Revel doesn’t use the phrase “term limits.”  Instead, it describes these jobs as having a “defined service cycle.’” The company’s website says the casino is looking for people who are “humble” and “hungry,” and who “don’t overly complicate things.” In a December statement it said it hoped the policy would help it to attract highly professional people “inspired by a highly competitive work environment.”

Atlantic City has one of those: As of November, the local unemployment rate stood at 16.6 percent.

Philadelphia employment attorney Alice Ballard wonders why Revel or any employer would want to put a high-performing employee through this gantlet, unless it were for reasons unrelated to performance.

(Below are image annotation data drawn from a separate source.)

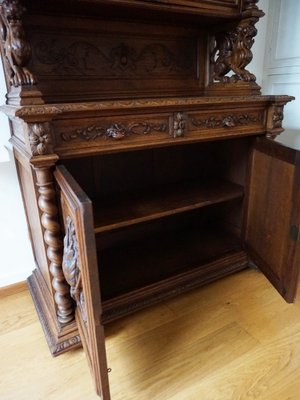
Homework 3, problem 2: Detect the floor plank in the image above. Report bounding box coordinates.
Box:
[0,270,300,400]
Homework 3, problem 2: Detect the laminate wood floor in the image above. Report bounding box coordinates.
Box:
[0,270,300,400]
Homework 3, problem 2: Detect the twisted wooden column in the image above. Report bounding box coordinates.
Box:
[34,166,74,324]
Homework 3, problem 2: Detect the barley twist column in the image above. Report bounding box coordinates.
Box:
[34,166,74,324]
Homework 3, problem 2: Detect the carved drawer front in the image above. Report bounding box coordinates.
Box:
[55,114,172,154]
[54,109,265,155]
[187,108,265,139]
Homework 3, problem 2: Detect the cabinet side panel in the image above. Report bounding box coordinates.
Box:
[246,143,298,301]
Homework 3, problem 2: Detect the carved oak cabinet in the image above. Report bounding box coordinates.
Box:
[0,0,300,400]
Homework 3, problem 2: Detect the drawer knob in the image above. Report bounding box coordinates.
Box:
[222,117,235,128]
[106,124,126,140]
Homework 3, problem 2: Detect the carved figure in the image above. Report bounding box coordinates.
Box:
[0,0,36,87]
[212,18,258,83]
[62,216,87,322]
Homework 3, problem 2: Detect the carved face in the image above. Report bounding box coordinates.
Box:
[2,0,25,24]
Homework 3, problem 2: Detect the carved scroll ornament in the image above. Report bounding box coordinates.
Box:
[191,114,261,129]
[60,122,168,142]
[211,17,258,83]
[29,123,53,156]
[173,112,187,138]
[62,216,87,322]
[0,0,36,87]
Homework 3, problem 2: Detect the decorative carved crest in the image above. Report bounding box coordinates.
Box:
[0,0,36,87]
[29,123,53,156]
[62,216,87,322]
[211,17,258,83]
[34,36,195,77]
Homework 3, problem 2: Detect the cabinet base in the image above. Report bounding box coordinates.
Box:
[27,269,81,357]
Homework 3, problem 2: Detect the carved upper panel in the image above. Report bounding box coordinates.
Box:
[0,0,36,87]
[33,34,196,78]
[211,17,258,83]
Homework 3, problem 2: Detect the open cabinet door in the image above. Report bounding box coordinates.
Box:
[55,166,110,400]
[245,138,300,302]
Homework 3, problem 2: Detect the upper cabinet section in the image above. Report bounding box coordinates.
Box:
[0,0,263,105]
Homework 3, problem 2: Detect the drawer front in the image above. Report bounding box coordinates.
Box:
[53,109,265,156]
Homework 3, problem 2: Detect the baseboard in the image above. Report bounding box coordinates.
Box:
[0,281,28,298]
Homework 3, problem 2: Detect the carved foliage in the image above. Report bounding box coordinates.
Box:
[243,0,259,10]
[211,17,258,83]
[173,112,187,138]
[273,106,283,128]
[34,36,195,77]
[0,0,36,87]
[62,216,87,322]
[191,114,260,128]
[60,122,168,142]
[29,123,53,156]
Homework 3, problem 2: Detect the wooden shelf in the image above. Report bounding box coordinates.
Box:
[93,179,244,233]
[98,227,241,300]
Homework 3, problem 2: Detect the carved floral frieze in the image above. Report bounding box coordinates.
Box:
[60,122,168,142]
[272,107,283,128]
[62,216,87,322]
[34,35,196,77]
[29,123,53,156]
[191,114,262,129]
[173,112,187,138]
[0,0,36,87]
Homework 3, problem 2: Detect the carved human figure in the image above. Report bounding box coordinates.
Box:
[0,0,36,87]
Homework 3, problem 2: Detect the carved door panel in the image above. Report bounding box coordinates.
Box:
[245,138,300,302]
[55,166,110,400]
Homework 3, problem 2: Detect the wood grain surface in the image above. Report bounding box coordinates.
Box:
[0,270,300,400]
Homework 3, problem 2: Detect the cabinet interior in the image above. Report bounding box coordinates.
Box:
[63,138,252,319]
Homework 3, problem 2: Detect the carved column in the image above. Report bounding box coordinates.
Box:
[34,165,74,324]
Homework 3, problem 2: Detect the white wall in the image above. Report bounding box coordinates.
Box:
[0,0,273,287]
[0,65,34,287]
[263,0,300,149]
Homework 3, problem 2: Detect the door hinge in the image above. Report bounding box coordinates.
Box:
[290,225,300,243]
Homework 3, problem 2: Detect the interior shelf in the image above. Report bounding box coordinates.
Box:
[98,227,241,300]
[93,179,244,233]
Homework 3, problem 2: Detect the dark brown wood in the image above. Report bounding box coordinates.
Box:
[0,0,300,400]
[94,179,243,233]
[55,167,110,400]
[245,139,300,302]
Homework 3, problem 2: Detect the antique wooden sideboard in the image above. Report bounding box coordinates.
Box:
[0,0,300,400]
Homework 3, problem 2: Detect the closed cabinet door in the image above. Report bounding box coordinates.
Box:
[244,138,300,302]
[55,166,110,400]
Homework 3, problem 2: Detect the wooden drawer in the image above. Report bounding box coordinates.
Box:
[53,108,265,156]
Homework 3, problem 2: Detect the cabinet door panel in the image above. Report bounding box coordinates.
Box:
[245,138,300,302]
[55,166,110,400]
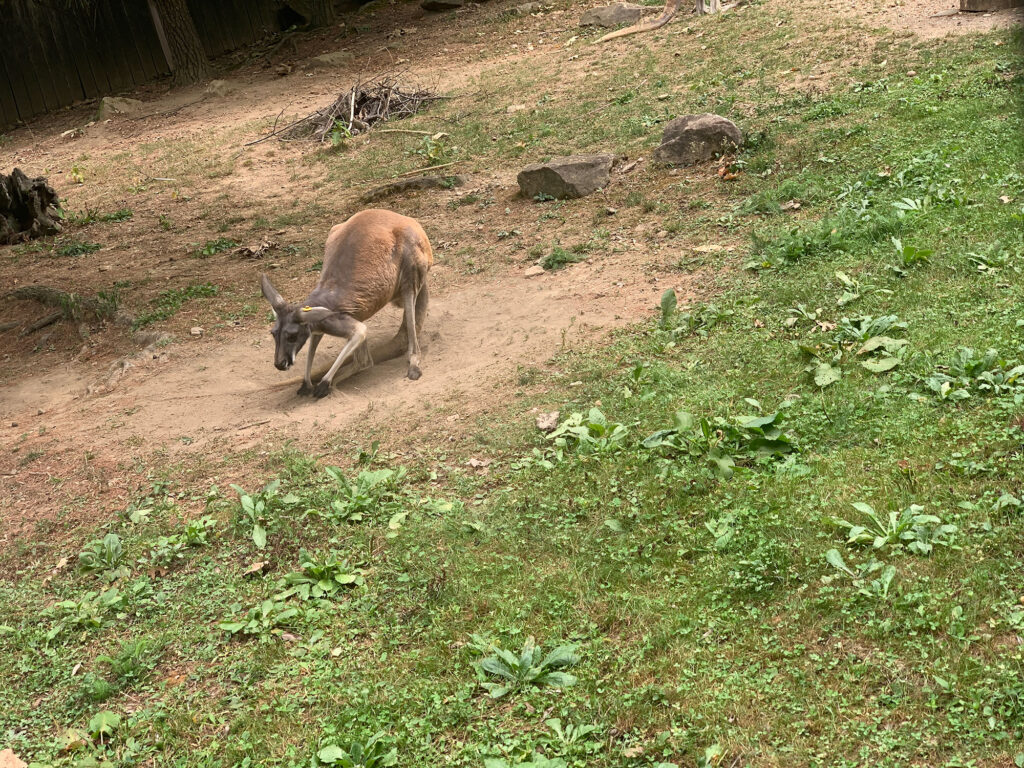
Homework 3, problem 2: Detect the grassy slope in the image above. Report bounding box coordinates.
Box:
[0,6,1024,766]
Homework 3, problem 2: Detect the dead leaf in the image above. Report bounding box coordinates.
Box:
[536,411,558,432]
[242,560,270,577]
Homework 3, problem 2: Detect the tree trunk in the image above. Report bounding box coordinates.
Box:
[153,0,210,85]
[309,0,337,27]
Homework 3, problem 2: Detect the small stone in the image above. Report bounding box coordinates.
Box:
[305,50,352,70]
[580,3,643,27]
[654,114,743,165]
[96,96,145,122]
[536,411,558,432]
[203,80,238,98]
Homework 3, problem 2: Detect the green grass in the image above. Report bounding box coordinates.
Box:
[0,11,1024,768]
[132,283,220,330]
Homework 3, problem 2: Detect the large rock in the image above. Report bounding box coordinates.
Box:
[420,0,466,10]
[516,155,615,200]
[580,3,643,27]
[96,96,145,120]
[654,114,743,165]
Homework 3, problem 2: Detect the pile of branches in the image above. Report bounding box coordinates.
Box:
[260,75,443,143]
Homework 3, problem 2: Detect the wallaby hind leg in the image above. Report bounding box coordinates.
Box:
[402,285,427,381]
[299,334,324,394]
[313,314,369,398]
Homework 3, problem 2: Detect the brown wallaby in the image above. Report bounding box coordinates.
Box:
[260,209,434,397]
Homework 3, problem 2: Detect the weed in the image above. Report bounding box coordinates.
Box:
[78,534,127,581]
[548,408,629,456]
[231,480,300,549]
[924,347,1024,401]
[316,731,398,768]
[660,288,735,338]
[217,600,302,638]
[825,549,896,600]
[541,246,586,271]
[56,240,102,256]
[132,283,220,331]
[65,208,133,226]
[273,550,366,601]
[471,635,580,698]
[643,411,796,479]
[43,587,125,643]
[325,467,406,522]
[146,517,217,568]
[831,502,956,555]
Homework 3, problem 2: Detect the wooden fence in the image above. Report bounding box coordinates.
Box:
[0,0,278,130]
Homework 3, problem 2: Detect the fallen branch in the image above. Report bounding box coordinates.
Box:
[4,286,135,331]
[22,311,65,336]
[597,0,684,43]
[398,160,462,178]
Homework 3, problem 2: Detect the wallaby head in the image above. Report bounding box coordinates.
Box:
[259,274,311,371]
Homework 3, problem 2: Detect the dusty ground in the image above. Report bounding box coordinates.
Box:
[0,0,1016,545]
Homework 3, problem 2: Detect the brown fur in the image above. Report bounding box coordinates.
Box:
[260,209,433,397]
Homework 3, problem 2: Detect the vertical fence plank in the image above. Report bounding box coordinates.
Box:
[37,1,82,109]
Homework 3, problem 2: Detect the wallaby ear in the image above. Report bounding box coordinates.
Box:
[259,274,288,314]
[298,306,334,326]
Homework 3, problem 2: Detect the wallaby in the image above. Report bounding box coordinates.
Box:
[260,210,434,397]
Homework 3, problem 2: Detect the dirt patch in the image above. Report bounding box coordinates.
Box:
[0,0,1010,561]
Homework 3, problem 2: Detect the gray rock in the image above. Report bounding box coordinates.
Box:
[96,96,145,120]
[580,3,643,27]
[420,0,466,10]
[516,155,615,200]
[203,80,237,98]
[654,114,743,165]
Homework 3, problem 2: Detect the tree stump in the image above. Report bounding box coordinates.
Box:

She suggests age as one possibility.

Brian Tyrrel, a professor of hospitality management at New Jersey’s Stockton College, speculates Revel might want to give employees a powerful stimulus to move up or out: Since term limits won’t apply to the casino’s managers, a roulette dealer, say, would have a compelling reason to try to pull himself up by his rakes.

Revel, in its December statement, implies the purpose of the policy is to ensure guests get highly focused attention from the employees most likely to  interact with them. “The defined term roles are the most critical in the entertainment and hospitality business,” it says, “and their engagement with our guests will help define us.”

Jeff Payne, who has worked for 23 years for Caesars Palace and serves drinks in Caesars high-roller lounge, was asked by National Public Radio how he felt about Revel’s term limits policy.

“How can you buy a car if you don’t know you’re going to have a job?” he asks. How can somebody with term limits know if he’ll be albe to buy or refinance a home? Casino jobs, says Payne, have traditionally been decent and good-paying. “But my concern is,” he says, “You get this job — and then you have no job security.”